True Colors Sugar Free actually comes in a pretty decent can; its design isn't really busy and I like the dotted bottom half. But the colour choices are what ruins the visual pleasure for me, as the white and silver is far too bleak to look at, and the only real instillation of colour is used by the latter of the name, which ends up being too odd for the rest of the can. It's sort of funny, too, as with a name like "True Colors," there really isn't much in the realm of colours.

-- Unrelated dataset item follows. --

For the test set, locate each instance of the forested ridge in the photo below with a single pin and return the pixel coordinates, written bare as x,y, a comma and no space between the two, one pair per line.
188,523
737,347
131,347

True Colors Sugar Free's taste is sharp on the tongue, at first, and once the initial pungency occurs, you noticed the liquid is rather low on flavour. The antecedent astringent sensation doesn't taste much like anything, actually, and it mostly resembles the chemical unpleasantness of any similar beverage. Red Bull is the obvious inspiration for the flavour, however the usual staples of such are veiled behind the previous. What can be observed is of apple that's inadequately sweetened, and lamentably it's the only appearance of sugar throughout the entirety of the drink. This causes the rest of the product to taste dull and borderline bitter, and even with vanilla soon touching the prior briefly, the grievous absence of desired saccharinity results in it feeling bland and deeply alcohol influenced, much like pure vanilla extract does plain. There's no tart or sourness to taste and as a whole, each sip brings back bad memories of the companies previous low calorie disaster 24:7 Sugar Free. It is thankfully more palatable, but it is pretty sad when that's the only possible praise.
Each can contains: caffeine, inositol, and several B vitamins in much varying amounts. Like one could expect I didn't receive much of a buzz, but what was felt lasted two hours. I didn't have jitters nor did I detect a crash afterward. Overall, the only way that I could claim many positives about True Colors Sugar Free would to be if I was payed. A whole heck of a lot.